Thursday, September 15, 2011

On September 11, 2001, the world changed. Those of us who sat glued to our television sets and witnessed the horrific events unfolding in New York will ever forget the sadness that filled our souls at the loss of life and property. On Sunday we celebrated the tenth anniversary of the destruction of the twin towers.

As I watched the families of the victims talk about their loved ones who died, I grieved along with them. I also rejoiced with those who told of their survival and heroic measures taken by rescuers. In the midst of chaos, emergency personnel went to work to try and find anyone who might still be buried underneath the mountain of rubble.

The last survivor to be pulled from the carnage was Genelle Guzman-McMillian. She lay buried with her leg crushed in the remainder of the first tower for 27 hours before she was pulled to safety. Since she could only squeeze her fingers through the debris on top of her, rescuers had a hard time spotting her. But that wasn’t the most amazing thing that happened to her that day. While she lay buried, a man named Paul grabbed her hand, called her by name, and told her he was there for her. 

However, when she was rescued, she realized there was no way a man could have gotten in or out of the space where she lay. There was no man named Paul there when she was pulled free, and he has never been found. She believes she had an angelic encounter, and the experience changed her life. She knew it was a wakeup call from God and that she had been saved for a reason. She turned her life over to God, joined Brooklyn Tabernacle Church, and now travels the world giving her testimony and encouraging people to not put off their salvation.

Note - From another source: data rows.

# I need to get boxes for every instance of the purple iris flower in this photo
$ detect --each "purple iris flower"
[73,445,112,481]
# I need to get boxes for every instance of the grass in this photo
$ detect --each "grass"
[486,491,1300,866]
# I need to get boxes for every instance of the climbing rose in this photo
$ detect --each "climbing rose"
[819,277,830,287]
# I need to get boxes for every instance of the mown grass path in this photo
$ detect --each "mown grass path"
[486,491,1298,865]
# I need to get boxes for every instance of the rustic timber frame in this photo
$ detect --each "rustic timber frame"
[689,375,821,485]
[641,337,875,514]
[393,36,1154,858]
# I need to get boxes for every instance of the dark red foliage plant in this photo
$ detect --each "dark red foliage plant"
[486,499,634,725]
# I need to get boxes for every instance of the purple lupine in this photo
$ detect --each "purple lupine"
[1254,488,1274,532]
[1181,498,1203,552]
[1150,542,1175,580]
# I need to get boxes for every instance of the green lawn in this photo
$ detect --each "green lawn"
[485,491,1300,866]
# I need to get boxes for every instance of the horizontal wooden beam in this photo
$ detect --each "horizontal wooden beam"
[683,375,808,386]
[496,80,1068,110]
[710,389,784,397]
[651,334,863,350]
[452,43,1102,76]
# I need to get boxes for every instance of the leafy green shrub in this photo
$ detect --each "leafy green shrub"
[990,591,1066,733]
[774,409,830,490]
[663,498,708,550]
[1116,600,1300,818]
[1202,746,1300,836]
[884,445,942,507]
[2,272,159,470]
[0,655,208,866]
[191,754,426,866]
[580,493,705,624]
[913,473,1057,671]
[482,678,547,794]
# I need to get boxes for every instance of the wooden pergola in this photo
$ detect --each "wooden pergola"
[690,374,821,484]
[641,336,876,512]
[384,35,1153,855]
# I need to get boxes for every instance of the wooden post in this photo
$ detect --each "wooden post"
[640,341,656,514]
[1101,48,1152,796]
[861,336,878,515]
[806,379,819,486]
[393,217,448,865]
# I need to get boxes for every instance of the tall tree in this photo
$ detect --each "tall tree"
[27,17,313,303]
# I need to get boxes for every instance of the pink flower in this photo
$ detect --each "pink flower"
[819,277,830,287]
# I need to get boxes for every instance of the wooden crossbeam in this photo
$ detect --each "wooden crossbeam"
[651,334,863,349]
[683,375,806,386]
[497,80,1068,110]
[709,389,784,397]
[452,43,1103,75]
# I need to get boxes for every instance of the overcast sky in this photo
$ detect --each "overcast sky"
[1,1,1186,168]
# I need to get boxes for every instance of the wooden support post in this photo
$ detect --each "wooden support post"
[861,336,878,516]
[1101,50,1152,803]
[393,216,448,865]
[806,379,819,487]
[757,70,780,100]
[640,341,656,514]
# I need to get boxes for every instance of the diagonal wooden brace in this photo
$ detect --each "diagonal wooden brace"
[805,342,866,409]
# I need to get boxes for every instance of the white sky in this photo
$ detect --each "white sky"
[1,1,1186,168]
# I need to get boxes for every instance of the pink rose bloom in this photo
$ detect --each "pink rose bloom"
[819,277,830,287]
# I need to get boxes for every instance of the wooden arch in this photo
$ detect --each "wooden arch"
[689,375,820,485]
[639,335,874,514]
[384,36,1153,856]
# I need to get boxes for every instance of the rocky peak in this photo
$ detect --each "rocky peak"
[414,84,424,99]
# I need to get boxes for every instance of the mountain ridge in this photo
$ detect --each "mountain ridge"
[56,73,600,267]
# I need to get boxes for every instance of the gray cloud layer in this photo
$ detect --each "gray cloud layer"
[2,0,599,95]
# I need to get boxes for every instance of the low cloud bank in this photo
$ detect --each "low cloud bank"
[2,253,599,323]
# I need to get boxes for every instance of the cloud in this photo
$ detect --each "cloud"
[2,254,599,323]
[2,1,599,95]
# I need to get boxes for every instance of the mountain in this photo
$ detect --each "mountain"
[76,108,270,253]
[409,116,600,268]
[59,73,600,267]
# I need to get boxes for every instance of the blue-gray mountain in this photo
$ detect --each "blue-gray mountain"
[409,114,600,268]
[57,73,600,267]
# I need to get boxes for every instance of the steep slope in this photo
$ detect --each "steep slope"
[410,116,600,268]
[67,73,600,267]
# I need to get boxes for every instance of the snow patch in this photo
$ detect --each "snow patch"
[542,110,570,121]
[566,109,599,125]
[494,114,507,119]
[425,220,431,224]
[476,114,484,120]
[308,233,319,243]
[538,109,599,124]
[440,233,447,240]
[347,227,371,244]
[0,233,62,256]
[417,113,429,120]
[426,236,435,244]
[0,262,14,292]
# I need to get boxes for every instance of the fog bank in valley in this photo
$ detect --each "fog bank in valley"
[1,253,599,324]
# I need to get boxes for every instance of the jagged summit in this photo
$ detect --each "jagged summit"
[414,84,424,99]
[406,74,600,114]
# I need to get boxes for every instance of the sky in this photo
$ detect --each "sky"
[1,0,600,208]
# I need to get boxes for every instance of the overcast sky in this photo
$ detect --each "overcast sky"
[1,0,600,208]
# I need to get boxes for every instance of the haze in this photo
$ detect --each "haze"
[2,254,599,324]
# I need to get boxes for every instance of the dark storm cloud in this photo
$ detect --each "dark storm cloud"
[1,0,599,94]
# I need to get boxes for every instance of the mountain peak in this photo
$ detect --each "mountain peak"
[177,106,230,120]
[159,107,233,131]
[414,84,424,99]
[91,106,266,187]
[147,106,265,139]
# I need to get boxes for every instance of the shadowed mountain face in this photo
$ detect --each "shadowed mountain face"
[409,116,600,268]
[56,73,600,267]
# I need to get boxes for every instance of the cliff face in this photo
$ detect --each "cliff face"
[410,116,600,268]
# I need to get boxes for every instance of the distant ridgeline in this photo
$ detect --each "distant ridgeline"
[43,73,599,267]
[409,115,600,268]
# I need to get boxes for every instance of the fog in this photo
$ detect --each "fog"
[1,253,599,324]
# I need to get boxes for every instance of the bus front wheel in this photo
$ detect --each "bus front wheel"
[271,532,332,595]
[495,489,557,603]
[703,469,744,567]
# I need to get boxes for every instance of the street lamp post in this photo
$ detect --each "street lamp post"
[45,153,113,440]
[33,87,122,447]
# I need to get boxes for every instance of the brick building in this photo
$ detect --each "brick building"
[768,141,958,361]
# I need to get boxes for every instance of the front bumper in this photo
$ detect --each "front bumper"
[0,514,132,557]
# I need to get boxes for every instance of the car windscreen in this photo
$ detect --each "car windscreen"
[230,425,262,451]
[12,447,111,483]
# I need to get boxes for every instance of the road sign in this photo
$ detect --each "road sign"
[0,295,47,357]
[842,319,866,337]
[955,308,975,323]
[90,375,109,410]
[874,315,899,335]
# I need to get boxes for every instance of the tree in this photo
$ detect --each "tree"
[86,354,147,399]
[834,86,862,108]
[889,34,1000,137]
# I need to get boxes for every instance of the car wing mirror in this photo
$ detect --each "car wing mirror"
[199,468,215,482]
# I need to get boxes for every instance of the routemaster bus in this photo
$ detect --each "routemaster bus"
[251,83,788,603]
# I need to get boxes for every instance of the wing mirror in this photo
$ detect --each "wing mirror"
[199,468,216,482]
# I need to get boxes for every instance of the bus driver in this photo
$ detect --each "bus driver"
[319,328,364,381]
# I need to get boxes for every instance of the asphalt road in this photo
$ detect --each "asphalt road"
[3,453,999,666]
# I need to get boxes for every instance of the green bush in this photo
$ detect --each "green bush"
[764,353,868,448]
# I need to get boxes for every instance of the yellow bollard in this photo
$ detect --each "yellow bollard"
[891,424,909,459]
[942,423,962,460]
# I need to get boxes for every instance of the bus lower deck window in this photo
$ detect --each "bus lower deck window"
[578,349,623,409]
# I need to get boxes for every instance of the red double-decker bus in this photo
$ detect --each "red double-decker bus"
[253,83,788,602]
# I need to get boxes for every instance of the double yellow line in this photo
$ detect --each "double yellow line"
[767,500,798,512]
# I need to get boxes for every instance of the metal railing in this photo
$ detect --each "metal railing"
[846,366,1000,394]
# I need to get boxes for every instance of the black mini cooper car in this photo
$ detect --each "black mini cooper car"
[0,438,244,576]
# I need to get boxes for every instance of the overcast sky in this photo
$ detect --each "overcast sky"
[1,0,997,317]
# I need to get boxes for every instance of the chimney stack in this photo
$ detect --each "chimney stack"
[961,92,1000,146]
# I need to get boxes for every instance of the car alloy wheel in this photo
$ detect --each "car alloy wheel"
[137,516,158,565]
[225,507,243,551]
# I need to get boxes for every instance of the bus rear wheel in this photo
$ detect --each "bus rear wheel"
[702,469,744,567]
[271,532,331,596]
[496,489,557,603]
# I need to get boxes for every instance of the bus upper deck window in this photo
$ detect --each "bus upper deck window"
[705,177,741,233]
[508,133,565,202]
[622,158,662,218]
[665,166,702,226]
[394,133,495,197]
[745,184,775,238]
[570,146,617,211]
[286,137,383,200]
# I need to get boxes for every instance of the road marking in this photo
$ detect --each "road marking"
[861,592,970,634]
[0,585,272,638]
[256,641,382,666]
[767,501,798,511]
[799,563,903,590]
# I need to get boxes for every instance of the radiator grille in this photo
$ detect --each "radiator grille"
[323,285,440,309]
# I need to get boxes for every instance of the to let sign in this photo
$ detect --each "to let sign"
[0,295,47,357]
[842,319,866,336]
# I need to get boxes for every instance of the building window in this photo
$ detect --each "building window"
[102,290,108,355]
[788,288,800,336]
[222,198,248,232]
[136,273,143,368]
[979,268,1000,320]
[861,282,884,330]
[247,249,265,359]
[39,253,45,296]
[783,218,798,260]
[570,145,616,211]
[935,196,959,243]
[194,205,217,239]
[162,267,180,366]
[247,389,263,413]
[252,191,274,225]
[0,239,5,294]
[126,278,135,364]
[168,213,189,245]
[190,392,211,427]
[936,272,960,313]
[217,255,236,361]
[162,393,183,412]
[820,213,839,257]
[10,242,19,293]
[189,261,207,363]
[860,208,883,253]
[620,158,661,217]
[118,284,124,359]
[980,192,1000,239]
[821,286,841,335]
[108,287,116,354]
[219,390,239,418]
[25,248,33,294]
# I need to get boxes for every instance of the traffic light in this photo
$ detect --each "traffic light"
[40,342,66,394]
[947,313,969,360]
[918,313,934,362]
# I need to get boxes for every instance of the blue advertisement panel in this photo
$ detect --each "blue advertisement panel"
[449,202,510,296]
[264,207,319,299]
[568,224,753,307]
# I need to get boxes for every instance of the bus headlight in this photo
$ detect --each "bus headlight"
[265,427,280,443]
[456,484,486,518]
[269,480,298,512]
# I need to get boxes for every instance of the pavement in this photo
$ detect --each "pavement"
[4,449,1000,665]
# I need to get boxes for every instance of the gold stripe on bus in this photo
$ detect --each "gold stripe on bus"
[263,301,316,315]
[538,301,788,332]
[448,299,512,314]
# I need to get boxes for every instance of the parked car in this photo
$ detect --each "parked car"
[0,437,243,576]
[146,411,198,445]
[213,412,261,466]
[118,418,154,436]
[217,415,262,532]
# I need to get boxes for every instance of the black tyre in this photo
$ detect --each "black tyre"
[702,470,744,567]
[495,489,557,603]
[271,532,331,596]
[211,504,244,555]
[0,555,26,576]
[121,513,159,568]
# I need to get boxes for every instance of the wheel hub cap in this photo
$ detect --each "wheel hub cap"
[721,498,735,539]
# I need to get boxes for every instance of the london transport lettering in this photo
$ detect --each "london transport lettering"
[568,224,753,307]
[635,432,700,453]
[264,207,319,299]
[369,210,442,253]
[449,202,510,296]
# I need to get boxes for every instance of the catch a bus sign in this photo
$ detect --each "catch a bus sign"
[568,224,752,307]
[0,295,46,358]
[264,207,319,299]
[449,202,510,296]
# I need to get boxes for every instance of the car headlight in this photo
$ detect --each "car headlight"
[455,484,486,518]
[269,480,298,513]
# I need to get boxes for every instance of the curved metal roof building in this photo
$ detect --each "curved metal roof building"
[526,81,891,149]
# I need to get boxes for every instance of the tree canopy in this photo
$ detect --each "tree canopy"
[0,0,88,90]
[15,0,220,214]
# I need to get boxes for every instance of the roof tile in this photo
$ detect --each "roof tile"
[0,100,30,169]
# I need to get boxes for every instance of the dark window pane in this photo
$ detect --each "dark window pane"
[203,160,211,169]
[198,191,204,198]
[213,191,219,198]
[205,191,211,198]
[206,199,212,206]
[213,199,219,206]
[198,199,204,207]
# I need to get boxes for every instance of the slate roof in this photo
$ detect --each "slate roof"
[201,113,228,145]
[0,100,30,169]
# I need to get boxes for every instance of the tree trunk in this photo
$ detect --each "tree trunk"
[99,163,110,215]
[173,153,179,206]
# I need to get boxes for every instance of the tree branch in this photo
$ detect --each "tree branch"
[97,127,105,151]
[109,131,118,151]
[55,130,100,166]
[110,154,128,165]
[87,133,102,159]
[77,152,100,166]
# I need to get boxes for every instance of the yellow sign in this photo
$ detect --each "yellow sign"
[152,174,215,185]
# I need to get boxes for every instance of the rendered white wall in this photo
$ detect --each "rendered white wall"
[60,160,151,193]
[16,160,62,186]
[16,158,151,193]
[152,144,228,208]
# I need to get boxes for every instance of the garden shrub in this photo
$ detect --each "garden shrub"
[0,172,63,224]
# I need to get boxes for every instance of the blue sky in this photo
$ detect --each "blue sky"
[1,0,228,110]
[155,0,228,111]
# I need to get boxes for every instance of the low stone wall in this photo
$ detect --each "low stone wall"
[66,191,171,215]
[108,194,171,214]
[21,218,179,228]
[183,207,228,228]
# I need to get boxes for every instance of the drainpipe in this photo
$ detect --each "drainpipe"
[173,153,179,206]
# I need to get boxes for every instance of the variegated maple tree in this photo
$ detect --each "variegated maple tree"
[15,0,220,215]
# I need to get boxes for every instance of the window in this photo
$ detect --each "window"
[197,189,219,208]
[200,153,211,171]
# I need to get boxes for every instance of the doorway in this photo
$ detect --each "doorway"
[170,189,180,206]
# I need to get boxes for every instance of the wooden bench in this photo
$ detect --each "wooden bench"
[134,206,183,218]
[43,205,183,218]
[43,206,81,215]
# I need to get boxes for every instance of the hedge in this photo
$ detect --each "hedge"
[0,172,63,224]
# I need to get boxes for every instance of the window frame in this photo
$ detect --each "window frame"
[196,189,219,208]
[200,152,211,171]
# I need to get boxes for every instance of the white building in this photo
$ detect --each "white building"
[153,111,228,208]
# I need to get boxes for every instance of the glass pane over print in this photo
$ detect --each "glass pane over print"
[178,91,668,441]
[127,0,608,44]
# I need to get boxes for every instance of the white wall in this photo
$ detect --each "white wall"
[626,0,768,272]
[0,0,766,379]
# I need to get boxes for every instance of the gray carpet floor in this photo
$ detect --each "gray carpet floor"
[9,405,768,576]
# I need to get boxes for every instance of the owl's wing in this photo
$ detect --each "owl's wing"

Her book Angel in the Rubble released last month from Howard, and she is using the book as a means of getting her message out to the world. Of her new direction in life, she says, “It’s not about what we want but it’s about Jesus Christ and what He wants us to do in this life that we’re living.”

Gary Tuchman, CNN national correspondent says of the book: Even though we know Genelle was “the last survivor,” the detail in this book is intricate and tense; as you read each word it makes you angry, sorrowful, and incredulous all over again. But the underlying story of Genelle’s strength, fortitude, faith, and kindness is a vivid and important reminder that good is far more powerful than the evil we saw that day.

What is an outstanding memory you have of September 11, 2001? We’d like for you to share it with us.  

1 comment :

  1. Both books look very interesting. ANGEL IN THE RUBBLE in particular.

    I can remember the disbelief. Even after seeing it on my television screen for the umpteenth time.